Burg

   
 

L'intérieur du burg est d'un aspect lugubre. Des racines d'arbres soulèvent çà et là ce vieux dallage du douzième siècle où a résonné la colossale armure de Bligger quand le burgrave tomba roide mort sur le pavé. La montagne, pleine de sources, continue de suinter goutte à goutte dans la citerne à demi comblée. Les fraisiers en fleurs s'épanouissent entre les dalles. Les pierres des murs, fouettées par la pluie et rongées par la lune, sont piquées de mille trous où des larves de papillons-spectres filent dans l'ombre leur cocon. Aucun pas humain dans cette demeure. Aux fenêtres inaccessibles du donjon apparaissent des châtelaines sauvages, les fougères, qui y agitent leur éventail, et les ciguës, qui y penchent leur parasol.

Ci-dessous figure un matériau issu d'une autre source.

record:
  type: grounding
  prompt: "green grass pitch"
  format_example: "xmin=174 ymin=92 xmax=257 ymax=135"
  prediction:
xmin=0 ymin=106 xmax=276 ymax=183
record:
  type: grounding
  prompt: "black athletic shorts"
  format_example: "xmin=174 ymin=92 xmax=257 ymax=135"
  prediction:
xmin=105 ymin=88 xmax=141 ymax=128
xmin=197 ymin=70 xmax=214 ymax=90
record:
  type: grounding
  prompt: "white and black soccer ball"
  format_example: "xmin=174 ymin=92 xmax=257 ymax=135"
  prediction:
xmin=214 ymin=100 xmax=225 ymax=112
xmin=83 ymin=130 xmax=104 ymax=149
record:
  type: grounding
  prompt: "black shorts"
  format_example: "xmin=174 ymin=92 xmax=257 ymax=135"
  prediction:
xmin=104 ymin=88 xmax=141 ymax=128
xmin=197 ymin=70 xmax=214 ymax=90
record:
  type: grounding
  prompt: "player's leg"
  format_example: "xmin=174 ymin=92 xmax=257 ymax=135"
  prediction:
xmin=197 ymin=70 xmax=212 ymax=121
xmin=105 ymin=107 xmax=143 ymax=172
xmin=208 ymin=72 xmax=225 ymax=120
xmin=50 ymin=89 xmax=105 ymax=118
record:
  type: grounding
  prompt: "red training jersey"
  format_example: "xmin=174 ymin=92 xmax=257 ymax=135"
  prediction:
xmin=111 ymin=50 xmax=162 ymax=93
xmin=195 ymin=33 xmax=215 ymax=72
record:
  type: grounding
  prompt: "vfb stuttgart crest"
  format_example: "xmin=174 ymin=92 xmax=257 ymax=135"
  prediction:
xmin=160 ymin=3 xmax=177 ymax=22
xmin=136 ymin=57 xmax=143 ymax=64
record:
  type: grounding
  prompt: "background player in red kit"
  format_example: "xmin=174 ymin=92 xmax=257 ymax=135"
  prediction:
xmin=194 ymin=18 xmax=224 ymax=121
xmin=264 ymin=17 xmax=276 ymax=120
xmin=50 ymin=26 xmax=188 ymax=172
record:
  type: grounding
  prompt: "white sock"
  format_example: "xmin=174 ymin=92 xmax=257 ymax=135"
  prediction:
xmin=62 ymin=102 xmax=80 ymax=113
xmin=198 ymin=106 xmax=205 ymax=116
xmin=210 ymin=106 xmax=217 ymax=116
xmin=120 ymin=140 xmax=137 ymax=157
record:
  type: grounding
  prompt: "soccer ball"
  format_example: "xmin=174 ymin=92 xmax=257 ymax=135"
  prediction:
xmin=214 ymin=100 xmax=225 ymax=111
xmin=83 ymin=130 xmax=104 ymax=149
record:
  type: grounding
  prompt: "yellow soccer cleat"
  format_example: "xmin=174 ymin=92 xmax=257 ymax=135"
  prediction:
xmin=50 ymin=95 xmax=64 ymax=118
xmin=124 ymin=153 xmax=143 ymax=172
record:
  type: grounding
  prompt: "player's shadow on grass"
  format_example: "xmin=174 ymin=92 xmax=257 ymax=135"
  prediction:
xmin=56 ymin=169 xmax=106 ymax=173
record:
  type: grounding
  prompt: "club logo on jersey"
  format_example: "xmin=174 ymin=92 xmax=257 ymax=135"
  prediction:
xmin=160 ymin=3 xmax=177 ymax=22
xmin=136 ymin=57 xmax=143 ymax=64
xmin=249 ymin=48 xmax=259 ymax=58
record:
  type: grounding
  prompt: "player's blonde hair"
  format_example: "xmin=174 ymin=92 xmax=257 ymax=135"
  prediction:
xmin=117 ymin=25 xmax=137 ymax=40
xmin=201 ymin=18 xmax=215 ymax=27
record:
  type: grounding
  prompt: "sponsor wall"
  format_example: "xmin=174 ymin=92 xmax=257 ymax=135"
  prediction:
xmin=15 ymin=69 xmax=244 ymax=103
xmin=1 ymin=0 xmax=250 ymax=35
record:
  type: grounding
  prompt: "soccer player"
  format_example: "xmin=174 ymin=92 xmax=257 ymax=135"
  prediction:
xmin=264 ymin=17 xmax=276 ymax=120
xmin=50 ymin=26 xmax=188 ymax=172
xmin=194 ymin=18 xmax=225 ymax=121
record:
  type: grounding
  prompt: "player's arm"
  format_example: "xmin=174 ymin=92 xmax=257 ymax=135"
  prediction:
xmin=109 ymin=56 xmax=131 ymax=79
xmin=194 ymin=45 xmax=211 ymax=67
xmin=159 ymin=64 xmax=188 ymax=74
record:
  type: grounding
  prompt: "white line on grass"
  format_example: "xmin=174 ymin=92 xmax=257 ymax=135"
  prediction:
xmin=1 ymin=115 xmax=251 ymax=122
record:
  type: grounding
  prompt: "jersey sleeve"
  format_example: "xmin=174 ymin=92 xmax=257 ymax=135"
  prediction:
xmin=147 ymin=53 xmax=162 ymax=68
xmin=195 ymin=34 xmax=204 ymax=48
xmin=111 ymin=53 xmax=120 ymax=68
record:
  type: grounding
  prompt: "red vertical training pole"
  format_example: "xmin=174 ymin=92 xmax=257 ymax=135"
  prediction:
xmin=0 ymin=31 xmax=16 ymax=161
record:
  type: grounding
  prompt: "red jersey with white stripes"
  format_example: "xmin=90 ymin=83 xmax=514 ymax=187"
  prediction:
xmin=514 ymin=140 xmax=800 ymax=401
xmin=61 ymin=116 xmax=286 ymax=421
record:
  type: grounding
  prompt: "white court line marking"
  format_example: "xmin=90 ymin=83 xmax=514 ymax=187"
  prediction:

La grande salle, dont le toit et les plafonds se sont effondrés, est encore royalement décorée par treize croisées toutes grandes ouvertes sur la vallée. Au moment où j'y étais, le soleil couchant encadrait dans l'une d'elles un Claude Lorrain magnifique. L'autre donjon n'a pas de nom, n'a pas d'histoire, n'a pas de date pour ainsi dire, n'a presque plus de forme, et est beaucoup plus formidable encore que le Nid-d'Hirondelle. Si l'on oublie un instant la tour carrée qui le domine encore, ce n'est plus un donjon, ce n'est plus une ruine, ce n'est plus une masure, ce n'est plus un édifice ayant forme humaine (car l'homme imprime sa forme à l'édifice) ; c'est un bloc, une masse caverneuse, un rocher percé comme un poumon de trous et de caecums ; c'est un énorme madrépore que pénètre et que remplit inextricablement de toutes ses antennes, de tous ses pieds, de tous ses doigts, de tous ses cous, de toutes ses spirales, de tous ses becs, de toutes ses trompes, de toutes ses chevelures, la végétation, ce polype effrayant. Je suis entré là avec beaucoup de peine, en faisant dans les broussailles un bruit de bête fauve. Ce burg est plus ancien de deux siècles que le Schwalbennest. La tour carrée n'a qu'une baie, une porte du neuvième siècle, au-dessous de laquelle sortent encore des murs, à une hauteur d'environ quarante pieds, les deux consoles à ourlet diamanté qui soutenaient le pont-levis. L'archivolte pleine d'ombre de cette entrée inaccessible est aussi pure que si la pierre était coupée d'hier.

 
 

Victor Hugo, Le Rhin, lettres à un ami, Lettre XXVIII.